AP Photo/Kirsty Wigglesworth, File
President Barack Obama's speech at the National Defense University last week represented the latest and probably most significant rhetorical shift away from the "war on terror" since he took office in January 2009. "Our systematic effort to dismantle terrorist organizations must continue," he said in one of the speech's key passages. "But this war, like all wars, must end. That's what history advises. That's what our democracy demands."
"Core al-Qaeda is a shell of its former self," the president said. "Groups like AQAP [Al-Qaeda in the Arabian Peninsula] must be dealt with, but in the years to come, not every collection of thugs that label themselves al-Qaeda will pose a credible threat to the United States."
Time will tell whether Obama puts real weight behind some of the changes articulated in the speech. There's no question that it marked another important turn toward a more nuanced assessment of the threat posed by Islamic terrorism. But like kids who have just had their favorite toy taken away, conservative hawks are freaking out.

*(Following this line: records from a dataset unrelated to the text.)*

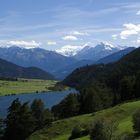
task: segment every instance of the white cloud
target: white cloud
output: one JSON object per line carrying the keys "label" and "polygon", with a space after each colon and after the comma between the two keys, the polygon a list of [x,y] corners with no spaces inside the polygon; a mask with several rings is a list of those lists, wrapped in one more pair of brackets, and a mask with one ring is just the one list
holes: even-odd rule
{"label": "white cloud", "polygon": [[76,36],[73,36],[73,35],[64,36],[62,39],[63,40],[78,40],[78,38]]}
{"label": "white cloud", "polygon": [[57,43],[54,42],[54,41],[48,41],[47,44],[48,44],[48,45],[56,45]]}
{"label": "white cloud", "polygon": [[23,41],[23,40],[13,40],[6,42],[8,46],[19,46],[27,49],[39,47],[41,44],[32,40],[32,41]]}
{"label": "white cloud", "polygon": [[137,39],[137,44],[140,45],[140,38]]}
{"label": "white cloud", "polygon": [[127,39],[129,36],[140,33],[140,24],[124,24],[125,29],[120,33],[121,39]]}
{"label": "white cloud", "polygon": [[136,13],[136,15],[140,15],[140,10]]}
{"label": "white cloud", "polygon": [[138,37],[136,40],[132,40],[131,43],[140,46],[140,37]]}
{"label": "white cloud", "polygon": [[79,31],[72,31],[71,34],[73,34],[73,35],[80,35],[80,36],[88,35],[88,33],[79,32]]}
{"label": "white cloud", "polygon": [[117,34],[112,35],[112,38],[113,38],[114,40],[116,40],[116,39],[117,39],[117,37],[118,37],[118,35],[117,35]]}

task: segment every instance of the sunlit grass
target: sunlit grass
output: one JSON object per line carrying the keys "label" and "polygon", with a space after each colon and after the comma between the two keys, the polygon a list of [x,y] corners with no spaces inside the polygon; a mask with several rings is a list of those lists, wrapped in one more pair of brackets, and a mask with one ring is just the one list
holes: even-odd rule
{"label": "sunlit grass", "polygon": [[[73,127],[76,125],[90,124],[102,117],[116,119],[119,123],[116,134],[122,134],[124,132],[133,133],[132,115],[138,108],[140,108],[140,101],[135,101],[98,111],[94,114],[86,114],[60,120],[54,122],[49,129],[44,127],[42,130],[35,132],[29,140],[67,140]],[[89,140],[89,136],[77,140]]]}
{"label": "sunlit grass", "polygon": [[37,80],[37,79],[18,79],[18,81],[0,80],[0,96],[8,94],[21,94],[33,92],[50,91],[57,81]]}

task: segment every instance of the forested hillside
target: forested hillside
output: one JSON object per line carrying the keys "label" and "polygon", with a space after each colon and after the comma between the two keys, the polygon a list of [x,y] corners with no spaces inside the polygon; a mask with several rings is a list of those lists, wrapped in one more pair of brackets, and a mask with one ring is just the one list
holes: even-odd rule
{"label": "forested hillside", "polygon": [[76,69],[62,83],[80,91],[83,113],[139,98],[140,48],[113,64]]}

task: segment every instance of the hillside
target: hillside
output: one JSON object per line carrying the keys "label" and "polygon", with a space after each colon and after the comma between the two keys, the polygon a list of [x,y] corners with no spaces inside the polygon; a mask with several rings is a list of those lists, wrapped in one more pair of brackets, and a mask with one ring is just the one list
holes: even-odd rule
{"label": "hillside", "polygon": [[52,80],[54,77],[46,71],[36,67],[21,67],[6,60],[0,59],[0,77],[28,78]]}
{"label": "hillside", "polygon": [[118,88],[119,82],[125,76],[136,76],[140,70],[140,48],[112,64],[97,64],[85,66],[73,71],[63,84],[83,88],[93,83],[102,82],[111,88]]}
{"label": "hillside", "polygon": [[[28,140],[67,140],[75,126],[87,126],[102,117],[115,119],[119,123],[118,129],[115,132],[117,135],[125,132],[133,133],[132,115],[139,108],[140,101],[133,101],[98,111],[94,114],[86,114],[56,121],[50,128],[44,127],[42,130],[33,133]],[[89,137],[86,136],[77,140],[89,140]]]}
{"label": "hillside", "polygon": [[116,63],[85,66],[63,84],[80,91],[80,113],[91,113],[140,98],[140,48]]}

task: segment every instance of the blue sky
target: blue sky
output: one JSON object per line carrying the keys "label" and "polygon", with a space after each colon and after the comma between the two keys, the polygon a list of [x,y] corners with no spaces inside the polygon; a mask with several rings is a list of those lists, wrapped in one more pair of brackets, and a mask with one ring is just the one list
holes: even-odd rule
{"label": "blue sky", "polygon": [[139,0],[0,0],[0,44],[140,45]]}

Responding at a press conference immediately afterward (as if waiting for the Sunday talk shows would allow the president's words to hang in the air too long), four of the Senate's most ardent hawks-John McCain, Lindsey Graham, Saxby Chambliss, and Kelly Ayotte-reacted to the prospective loss of such an important toy.

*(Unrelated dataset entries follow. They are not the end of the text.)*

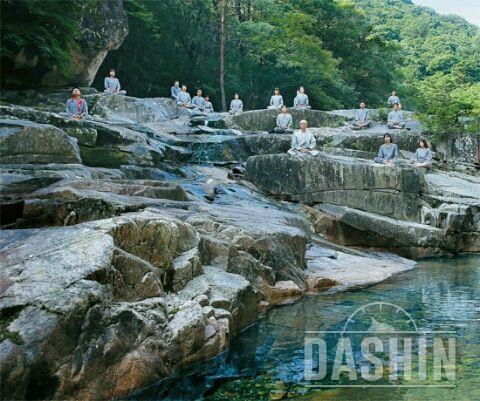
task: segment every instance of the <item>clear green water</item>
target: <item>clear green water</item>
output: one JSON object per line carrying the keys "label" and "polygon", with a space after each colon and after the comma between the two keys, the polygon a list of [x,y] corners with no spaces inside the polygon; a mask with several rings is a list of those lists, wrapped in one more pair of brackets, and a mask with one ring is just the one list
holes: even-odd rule
{"label": "clear green water", "polygon": [[[455,332],[456,380],[448,383],[453,384],[453,388],[308,387],[309,382],[304,380],[305,332],[342,330],[355,310],[372,302],[398,305],[422,330]],[[370,313],[383,324],[398,323],[398,316],[393,312],[372,310]],[[329,348],[336,343],[334,335],[323,334],[323,338]],[[407,382],[385,378],[375,382],[379,383]],[[429,373],[426,382],[408,382],[411,383],[439,382],[433,382]],[[273,309],[265,319],[242,332],[227,353],[165,380],[133,399],[480,400],[480,257],[422,261],[418,268],[372,287],[309,296]]]}

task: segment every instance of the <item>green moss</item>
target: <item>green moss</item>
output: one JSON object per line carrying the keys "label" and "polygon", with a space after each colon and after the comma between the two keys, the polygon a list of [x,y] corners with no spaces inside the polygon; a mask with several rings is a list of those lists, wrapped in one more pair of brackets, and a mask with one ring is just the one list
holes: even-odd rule
{"label": "green moss", "polygon": [[83,164],[90,167],[118,168],[122,164],[130,164],[130,155],[121,150],[108,148],[90,148],[80,145]]}
{"label": "green moss", "polygon": [[168,311],[168,316],[174,316],[176,315],[178,312],[180,312],[180,308],[176,307],[176,308],[173,308],[172,310],[169,310]]}
{"label": "green moss", "polygon": [[378,109],[378,116],[380,117],[381,121],[387,121],[389,112],[390,109],[387,108]]}
{"label": "green moss", "polygon": [[9,339],[17,345],[23,344],[23,339],[18,332],[8,330],[10,323],[20,315],[21,311],[22,308],[18,307],[4,309],[0,312],[0,342]]}

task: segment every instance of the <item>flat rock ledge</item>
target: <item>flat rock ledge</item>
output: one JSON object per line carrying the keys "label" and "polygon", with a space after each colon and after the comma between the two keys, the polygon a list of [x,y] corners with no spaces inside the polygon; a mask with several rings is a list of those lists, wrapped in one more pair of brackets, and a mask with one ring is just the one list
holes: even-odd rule
{"label": "flat rock ledge", "polygon": [[477,177],[323,152],[253,156],[247,179],[269,195],[309,205],[303,212],[316,233],[342,245],[414,258],[480,249]]}

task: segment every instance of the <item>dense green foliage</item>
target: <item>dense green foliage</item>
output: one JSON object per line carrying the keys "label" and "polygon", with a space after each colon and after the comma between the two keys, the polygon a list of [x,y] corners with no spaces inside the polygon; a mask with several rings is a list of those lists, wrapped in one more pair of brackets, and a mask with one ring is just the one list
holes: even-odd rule
{"label": "dense green foliage", "polygon": [[68,72],[80,2],[1,0],[0,7],[3,78],[38,74],[52,64]]}
{"label": "dense green foliage", "polygon": [[[225,89],[264,107],[304,85],[316,108],[384,106],[394,88],[433,130],[479,112],[480,30],[409,0],[226,0]],[[220,106],[220,0],[127,0],[130,35],[104,63],[129,92],[168,94],[175,79]],[[139,46],[139,44],[141,44]],[[435,117],[431,117],[434,114]]]}
{"label": "dense green foliage", "polygon": [[[288,103],[304,85],[318,108],[384,101],[395,49],[352,4],[331,0],[228,0],[225,89],[247,108],[264,107],[275,86]],[[219,107],[217,0],[127,0],[130,34],[109,54],[133,95],[168,93],[175,79],[202,87]]]}
{"label": "dense green foliage", "polygon": [[480,117],[480,29],[409,0],[357,0],[374,32],[397,44],[404,105],[435,132],[463,129],[460,116]]}
{"label": "dense green foliage", "polygon": [[[480,115],[480,29],[460,17],[410,0],[224,2],[227,101],[239,92],[246,108],[265,107],[279,86],[291,104],[303,85],[315,108],[378,107],[395,88],[435,131]],[[94,86],[115,67],[131,95],[166,96],[178,79],[220,108],[221,3],[124,0],[130,33]],[[2,0],[2,76],[68,71],[83,6],[94,0]]]}

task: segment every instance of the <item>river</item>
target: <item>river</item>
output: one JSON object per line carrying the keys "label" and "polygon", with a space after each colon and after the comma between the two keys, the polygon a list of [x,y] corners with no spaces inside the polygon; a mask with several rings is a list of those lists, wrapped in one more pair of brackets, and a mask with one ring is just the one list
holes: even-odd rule
{"label": "river", "polygon": [[[388,371],[385,356],[381,360],[387,364],[386,373],[375,382],[360,377],[362,361],[358,360],[355,361],[360,378],[357,381],[346,380],[345,375],[339,381],[333,380],[329,376],[331,365],[325,379],[306,381],[305,338],[321,337],[327,344],[328,355],[332,356],[339,336],[347,334],[331,332],[359,327],[362,319],[370,325],[375,321],[383,328],[396,330],[416,325],[419,333],[426,333],[422,336],[426,338],[427,354],[433,352],[434,336],[442,337],[444,344],[447,337],[453,337],[456,343],[454,380],[446,377],[434,380],[430,369],[432,358],[427,355],[426,380],[415,376],[420,364],[415,358],[412,362],[414,380],[405,380],[402,369],[399,378],[391,380],[387,376],[391,370]],[[415,347],[414,340],[414,353],[418,351]],[[357,356],[355,350],[354,355]],[[312,387],[312,384],[321,387]],[[381,387],[373,387],[378,384]],[[363,387],[365,385],[369,387]],[[274,308],[257,324],[240,333],[224,354],[157,383],[131,399],[480,400],[480,256],[423,260],[417,268],[371,287],[306,296],[296,303]]]}

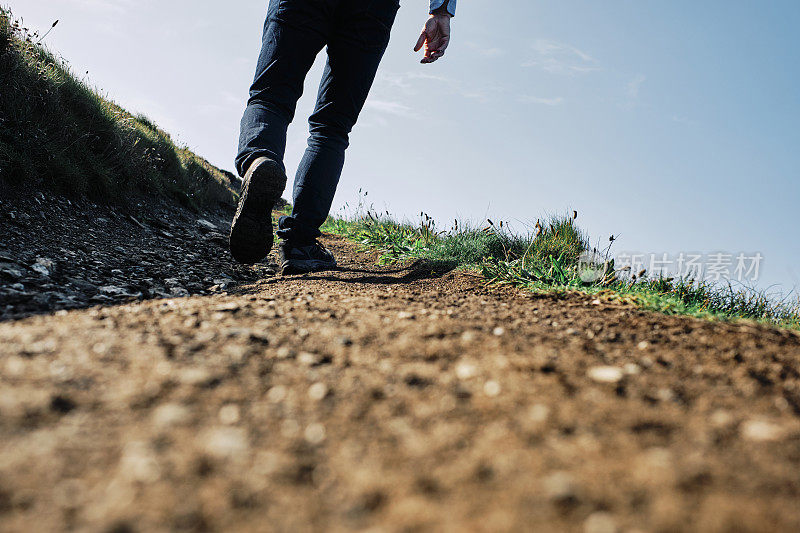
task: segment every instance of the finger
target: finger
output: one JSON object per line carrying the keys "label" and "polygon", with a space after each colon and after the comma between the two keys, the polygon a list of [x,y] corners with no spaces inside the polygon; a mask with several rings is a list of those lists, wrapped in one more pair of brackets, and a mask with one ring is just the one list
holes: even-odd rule
{"label": "finger", "polygon": [[425,56],[426,57],[442,56],[444,55],[444,50],[445,50],[444,48],[440,48],[437,46],[429,46],[425,49]]}
{"label": "finger", "polygon": [[425,41],[427,39],[428,39],[428,34],[425,32],[425,30],[422,30],[419,39],[417,39],[417,44],[414,46],[414,51],[419,52],[420,49],[422,48],[422,45],[425,44]]}
{"label": "finger", "polygon": [[428,41],[428,48],[431,50],[445,50],[447,45],[450,44],[450,39],[447,37],[439,37],[433,41]]}

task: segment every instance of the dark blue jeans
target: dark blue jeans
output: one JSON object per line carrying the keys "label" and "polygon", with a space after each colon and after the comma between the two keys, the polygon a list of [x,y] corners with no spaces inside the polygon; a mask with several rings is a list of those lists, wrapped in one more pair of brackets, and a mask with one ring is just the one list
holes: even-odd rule
{"label": "dark blue jeans", "polygon": [[314,59],[328,47],[308,148],[294,181],[292,216],[278,225],[283,239],[320,235],[344,166],[349,134],[367,99],[389,43],[398,0],[270,0],[261,54],[242,118],[236,169],[261,156],[283,162],[286,129]]}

"I believe we are still in a long, drawn-out conflict with al-Qaeda. To somehow argue that al-Qaeda is 'on the run' comes from a degree of unreality that, to me, is really incredible," McCain said. "[Al-Qaeda] is expanding all over the Middle East from Mali to Yemen and all places in between, and to somehow think that we can bring the authorization of the use of military force to a complete closure contradicts the reality of the facts on the ground. Al-Qaeda will be with us for a long time."

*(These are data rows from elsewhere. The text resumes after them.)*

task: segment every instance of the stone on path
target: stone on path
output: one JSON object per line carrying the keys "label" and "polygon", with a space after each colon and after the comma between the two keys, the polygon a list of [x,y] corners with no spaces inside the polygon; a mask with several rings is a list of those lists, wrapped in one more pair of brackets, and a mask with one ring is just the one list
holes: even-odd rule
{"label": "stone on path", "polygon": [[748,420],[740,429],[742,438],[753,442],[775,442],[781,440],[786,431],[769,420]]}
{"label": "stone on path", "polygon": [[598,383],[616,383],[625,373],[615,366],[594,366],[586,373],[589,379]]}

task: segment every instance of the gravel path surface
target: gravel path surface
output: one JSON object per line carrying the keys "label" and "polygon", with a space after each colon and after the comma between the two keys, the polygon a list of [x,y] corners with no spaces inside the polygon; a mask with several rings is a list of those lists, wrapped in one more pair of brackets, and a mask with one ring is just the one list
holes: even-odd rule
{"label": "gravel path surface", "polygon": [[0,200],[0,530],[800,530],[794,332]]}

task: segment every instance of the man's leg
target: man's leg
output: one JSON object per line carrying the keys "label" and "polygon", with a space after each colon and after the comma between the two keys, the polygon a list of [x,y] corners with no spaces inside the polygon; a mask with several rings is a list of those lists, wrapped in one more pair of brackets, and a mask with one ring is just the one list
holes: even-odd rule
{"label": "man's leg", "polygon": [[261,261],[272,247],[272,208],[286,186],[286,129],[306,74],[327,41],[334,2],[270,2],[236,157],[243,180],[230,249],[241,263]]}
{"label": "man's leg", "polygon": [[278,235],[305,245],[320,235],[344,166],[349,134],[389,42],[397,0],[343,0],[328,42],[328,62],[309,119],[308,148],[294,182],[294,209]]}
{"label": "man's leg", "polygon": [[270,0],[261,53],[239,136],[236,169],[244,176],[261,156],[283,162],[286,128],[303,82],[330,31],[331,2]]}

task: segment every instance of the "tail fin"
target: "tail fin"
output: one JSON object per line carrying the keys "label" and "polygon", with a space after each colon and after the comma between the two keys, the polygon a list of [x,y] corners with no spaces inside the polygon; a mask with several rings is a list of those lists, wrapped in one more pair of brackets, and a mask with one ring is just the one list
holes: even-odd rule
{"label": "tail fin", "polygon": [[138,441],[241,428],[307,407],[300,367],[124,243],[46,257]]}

"The president's speech today will be viewed by terrorists as a victory," Chambliss said.
"I've never been more worried about our national security than I am right now," Graham later told Fox's Chris Wallace. "This speech did not help."
Appearing on CNN's State of the Union, Newt Gingrich played his preferred role of the only man willing to tell the hard truths. "No one wants to talk honestly about the fact that there is a radical Islamism on offense," Gingrich said. "It is on offense across the planet. ... No one wants to talk honestly about how big the threat is, how widespread it is, how fanatic it is, and about how in its own mind it's totally legitimate."
This is precisely how Republicans have wanted to talk about terrorism almost every day for the last decade: as an existential threat that must frame all of our political debates.
The intention to use the war on terror as a political trump card became clear early on. In January 2002, just over four months after the September 11 attacks, Republican strategist Karl Rove told the Republican National Committee in Austin, Texas, that Republican candidates would be running on the war on terror. As The Washington Post reported at the time, "Rove explained that by stressing the war on terrorism during the 2002 campaigns, GOP candidates ... will be able to capitalize on what he said is the Republican advantage on homeland security issues."
"We can go to the country on this issue because they trust the Republican Party to do a better job of protecting and strengthening America's military might and thereby protecting America," Rove told the gathering, effectively declaring an end to the bipartisan truce obtained in the wake of the worst terrorist attack in American history.
Later that year, a computer disk was found in Lafayette Park across from the White House containing a PowerPoint presentation written by Rove, stressing the war on terror as a campaign issue and directing Republican candidates to "focus on war."
That sums up the story of the Republican Party's key strategy during the Bush years: Run on the war. Even after Obama won the presidency in 2008, groups like Keep America Safe were created to continue to drive home this message. It's hard to avoid the conclusion that the sharp reaction to Obama's shift away from a "global war" framing has more to do with fear of the loss of advantageous rhetorical ground than it does with any genuine, substantive difference in threat analysis.
There's no doubt that al-Qaeda, in its various permutations, as well as the broader phenomenon of violent Islamic terrorism remains a threat (though not one remotely on the scale of past threats like the Soviets or Nazis, despite persistent effort to represent it as such) to Americans and our allies. But there should also be no doubt that treating the threat as a vast, civilizational struggle requiring large-scale military interventions and occupations was a disastrous approach, one that played into al-Qaeda's strategy of draining the United States of resources while elevating its own status. From a policy perspective, it's simply staggering that conservative hawks should want to keep at it. From a political perspective, it makes some sense.
Elsewhere in his speech last week, President Obama declared a renewed effort to close the Guantánamo Bay detention center, claiming that "there is no justification beyond politics for Congress to prevent us from closing a facility that should never have been opened."
There's also no justification beyond politics for continuing to insist that we're at war just because a collection of thugs insists we are. We will continue to debate the legality and effectiveness of various policies used to protect the country. But our enemies have told us that they would like nothing more than to draw us into a sustained, civilizational conflict. We shouldn't accommodate them.